Properties investigation of Yb3+doped phosphate glasses for fiber laser application

• Main Authors: Chun-Hsiung Lin, 林群雄
• Other Authors: none
• Format: Others
• Language: zh-TW
• Published: 2009
• Online Access: http://ndltd.ncl.edu.tw/handle/00417269208875933042

碩士 === 國立聯合大學 === 材料科學工程學系碩士班 === 97 === The physical and optical properties of P2O5-Al2O3-ZnO glasses doped with different concentration of Yb3+ ions are investigated. In addition, fiber drawing of glasses are proceeded by using the double crucible method. The relation between of drawing temperature, drawing time and the drawing speed on quality of fiber were discussed.

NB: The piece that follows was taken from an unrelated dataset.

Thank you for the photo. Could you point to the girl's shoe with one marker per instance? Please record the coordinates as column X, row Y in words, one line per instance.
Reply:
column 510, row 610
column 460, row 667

The experimental results indicated that density, chemical durability, glass transition temperature (Tg) and glass softening temperature (Td) of glasses will be increased when the Yb2O3 added to glasses. However, the coefficient of thermal expansion (α) for glasses will be decreased. From the results of Fourier transform infrared spectroscopy, adding Yb2O3 to the glasses results in that the numbers of (-P-O-P-) bonds will be decreased and (-P-O-M+-) bonds will be increased. According to the foregoing results, the refractive index of glasses will be raised. Moreover, the results of absorption spectra indicated that the absorption peak of glasses are observed at both wavelengths of 916nm and 977nm. As increasing the concentration of Yb2O3, the absorption efficiencies will become stronger. In accordance with the results of fluorescence spectra, the fluorescence emission of glasses are detected at wavelengths of 970nm, 995nm, 1020nm and 1048nm, respectively. The intensity of the fluorescence emission peaks will significantly decrease at wavelengths of 970nm and 995nm as the concentration of Yb2O3 increases. However, intensity of the fluorescence emission peaks will significantly increase at wavelength of 1048nm under the same condition. The results of fiber drawing indicated that the decrement of the drawing temperature and the increment of the drawing time and the drawing speed will result in the decrement of the diameter of fiber.